1. Jo Kondo “Tokyo Bay” (1987)
This piece is a rearrangement of an instrumental piece into electronic music. The original piece was called "Non Projection," a piece for two pianos and orchestra. At that time, we were already in the age of PCs, though PCs were able to create beautiful sounds in the usual sense, Electronic music can only be heard on tape. In this case I want some kind of sonic power. A glossy, polished sound is inevitably boring, and I wanted to create a sound that was dirty but still had a sense of power.
2. Takashi Yoshimatsu“Marmalade Circuit” (1984)
Tape music "by children" using children's (girls') voices.... It is an homage to Stockhausen's "Gesang der Jünglinge". The electronic music studio itself was used as a "circuit" to create strange sounds. The material is the voices of three girls. In the middle of the song, this matrial is "shaken" and synthesized into 8 channels before being transformed into a kecak.
3. Toshiya Sukegawa “Chant du Vent” (1980)

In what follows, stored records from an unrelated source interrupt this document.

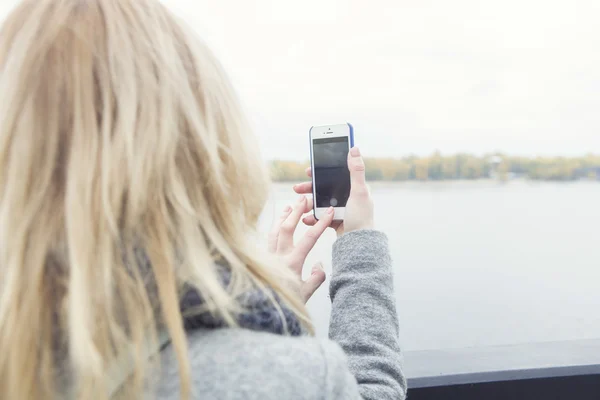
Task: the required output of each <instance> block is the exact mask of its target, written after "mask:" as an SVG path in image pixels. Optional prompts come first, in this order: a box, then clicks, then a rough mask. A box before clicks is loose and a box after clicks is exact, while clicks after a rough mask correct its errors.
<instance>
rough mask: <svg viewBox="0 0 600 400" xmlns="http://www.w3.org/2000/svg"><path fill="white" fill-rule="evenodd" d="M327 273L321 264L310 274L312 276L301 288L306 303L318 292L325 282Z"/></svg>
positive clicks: (305, 302)
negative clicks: (319, 287)
mask: <svg viewBox="0 0 600 400" xmlns="http://www.w3.org/2000/svg"><path fill="white" fill-rule="evenodd" d="M325 278H326V276H325V271H324V270H323V265H322V264H321V263H318V264H316V265H315V266H314V267H313V269H312V270H311V272H310V276H309V277H308V279H307V280H306V281H305V282H302V286H300V295H301V296H302V300H304V302H305V303H306V302H307V301H308V299H310V298H311V297H312V295H313V294H314V293H315V292H316V291H317V289H318V288H319V287H320V286H321V285H322V284H323V282H325Z"/></svg>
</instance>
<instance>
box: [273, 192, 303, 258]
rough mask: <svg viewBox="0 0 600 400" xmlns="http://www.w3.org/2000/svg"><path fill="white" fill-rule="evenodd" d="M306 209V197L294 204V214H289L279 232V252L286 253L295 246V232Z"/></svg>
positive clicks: (293, 211) (277, 243)
mask: <svg viewBox="0 0 600 400" xmlns="http://www.w3.org/2000/svg"><path fill="white" fill-rule="evenodd" d="M305 209H306V196H304V195H302V196H300V198H299V199H298V201H297V202H296V204H294V207H293V209H292V212H290V213H289V215H288V216H287V218H286V219H285V220H284V221H283V223H282V224H281V229H280V230H279V237H278V239H277V250H278V251H285V250H288V249H290V248H292V247H293V246H294V232H295V231H296V227H297V226H298V222H300V218H302V215H303V214H304V210H305Z"/></svg>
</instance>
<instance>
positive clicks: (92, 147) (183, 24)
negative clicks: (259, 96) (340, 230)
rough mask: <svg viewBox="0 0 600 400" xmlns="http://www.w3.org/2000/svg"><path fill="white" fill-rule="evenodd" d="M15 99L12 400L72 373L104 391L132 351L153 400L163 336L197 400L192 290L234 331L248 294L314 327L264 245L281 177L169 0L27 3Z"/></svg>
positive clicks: (8, 329)
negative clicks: (111, 378)
mask: <svg viewBox="0 0 600 400" xmlns="http://www.w3.org/2000/svg"><path fill="white" fill-rule="evenodd" d="M0 96H1V98H0V398H2V399H41V398H44V399H53V398H58V397H61V396H63V395H64V393H65V392H64V387H61V386H63V383H62V380H61V379H59V377H61V376H66V377H67V378H66V381H67V382H68V385H69V387H70V396H73V397H76V398H84V399H88V398H93V399H99V400H102V399H106V398H108V397H109V393H108V389H107V388H108V387H109V385H110V384H111V382H109V380H110V378H108V377H107V375H108V374H107V371H108V370H109V368H110V366H111V364H113V363H114V362H115V361H116V360H117V359H119V357H120V356H122V354H123V353H131V357H132V359H133V360H134V365H135V373H134V375H133V378H132V379H130V380H129V381H128V384H127V388H128V389H127V397H128V398H140V397H142V396H143V392H144V390H145V389H144V386H145V385H146V384H147V379H145V378H146V377H147V371H148V367H147V365H146V364H147V363H148V361H147V360H146V359H145V358H144V351H143V347H144V343H145V342H146V341H155V340H156V332H157V330H158V329H159V327H161V326H162V327H165V328H164V329H165V330H166V331H168V334H169V336H170V338H171V341H172V344H173V346H174V348H175V350H176V353H177V355H178V361H179V373H180V383H181V394H182V397H189V396H190V394H191V387H190V368H189V365H188V360H187V343H186V337H185V333H184V330H183V327H182V315H181V312H180V309H179V296H180V294H181V288H182V287H183V285H186V286H191V287H193V288H196V289H197V290H199V291H200V292H201V293H202V296H203V298H204V299H206V307H207V309H208V311H210V312H213V313H216V314H218V315H220V316H221V317H222V318H224V319H225V320H226V321H227V322H228V323H229V324H231V325H235V314H236V312H238V311H239V305H238V304H237V302H236V298H237V297H238V296H239V295H240V294H241V293H242V292H243V291H245V290H247V288H249V287H250V286H259V287H261V288H263V289H264V288H267V287H269V288H272V289H273V290H274V291H275V293H277V295H278V296H279V297H281V298H282V299H283V301H284V302H285V303H286V304H287V305H288V306H290V307H291V308H292V309H293V310H294V311H295V312H296V313H297V314H298V316H299V317H300V318H301V319H302V320H303V321H305V323H307V324H308V322H307V321H308V319H307V316H306V311H305V309H304V307H303V305H302V304H301V302H300V300H299V297H298V296H297V295H296V292H295V290H294V289H293V288H292V287H291V286H290V285H288V280H287V278H288V275H287V274H286V272H284V269H277V268H275V267H271V265H272V264H271V263H270V261H269V260H268V259H266V258H264V257H262V256H260V255H259V254H260V253H257V252H256V248H255V247H254V242H253V241H252V240H251V239H250V238H251V237H252V234H253V232H254V230H255V225H256V221H257V218H258V216H259V214H260V213H261V210H262V209H263V207H264V203H265V200H266V196H267V191H268V189H267V187H268V184H269V178H268V173H267V170H266V168H265V166H264V165H263V162H262V160H261V158H260V155H259V153H258V151H257V149H256V148H255V140H254V139H253V137H252V135H251V134H250V133H249V132H248V128H247V124H246V122H245V120H244V118H243V116H242V113H241V111H240V106H239V105H238V101H237V99H236V97H235V95H234V93H233V91H232V89H231V87H230V84H229V82H228V79H227V78H226V76H225V75H224V73H223V71H222V69H221V67H220V66H219V64H218V62H217V61H216V60H215V59H214V57H213V56H212V54H211V53H210V52H209V51H208V50H207V48H206V47H205V46H204V45H203V44H202V43H201V42H200V41H199V40H198V39H196V38H195V37H194V35H193V34H192V33H191V32H190V31H189V28H187V27H186V26H185V25H184V24H183V23H181V22H180V21H179V20H178V19H176V18H175V17H174V16H173V15H171V14H170V13H169V12H168V11H167V10H166V9H165V7H164V6H163V5H161V4H160V3H159V2H158V1H157V0H85V1H84V0H26V1H24V2H23V3H22V4H21V5H20V6H19V7H18V8H17V9H16V10H14V11H13V12H12V14H11V15H10V16H9V17H8V19H7V20H6V21H5V23H4V26H3V29H2V32H1V33H0ZM139 252H142V253H143V254H145V255H146V256H147V258H148V259H149V261H150V262H149V265H150V266H151V267H150V268H146V269H144V268H137V267H136V266H137V265H138V263H137V261H136V260H137V257H136V255H135V254H137V253H139ZM216 262H220V263H225V264H227V265H228V266H229V268H231V271H232V279H231V284H230V285H229V287H227V288H224V287H222V285H221V284H220V280H219V273H218V271H217V269H216V267H215V263H216ZM265 290H266V289H265Z"/></svg>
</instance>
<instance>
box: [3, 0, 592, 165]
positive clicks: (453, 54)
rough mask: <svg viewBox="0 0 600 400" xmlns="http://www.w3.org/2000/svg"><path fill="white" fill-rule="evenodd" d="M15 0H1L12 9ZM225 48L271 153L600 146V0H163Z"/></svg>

It represents a desolate original landscape based on the artist's hometown's endemic ideas. A work using white noise and sine waves with depth. At the time of production, the NHK Electronic Music Studio did not have keyboard, so I created the melody by putting the notes of the scale in each fader and raising and lowering the faders.
4. Katsuhiro Tsubonou “Cosmos 200” (1984)
This work utilizes the pulses emitted by celestial stars (pulsars) as they are. The data of where pulsars are located in the galaxy and at what periodicity they emit their pulses were replaced with sounds. Since electrons are also a product of nature, when we open our ears, emotions emerge, and we can interact with messages from celestial bodies.
5. Jo Kondo “Riverrun” (1977)
A base note is created with a bell-like electronic sound of indistinct pitch. I added lower overtones. Then, for each pitch, I created about four different notes of different lengths, strengths, and weaknesses. The tape is then cut and pasted according to the score. The length of the tape is edited to match the specified tempo, with quarter notes given in centimeters. However, while mastering the extreme difficulty of creating a precise rhythm by cutting and pasting tapes, I synthesized the sounds while playing back multiple tapes simultaneously. Since this piece is purely electronic music, that is, there are no visual elements to refer to, it has been created while paying attention to spatiality.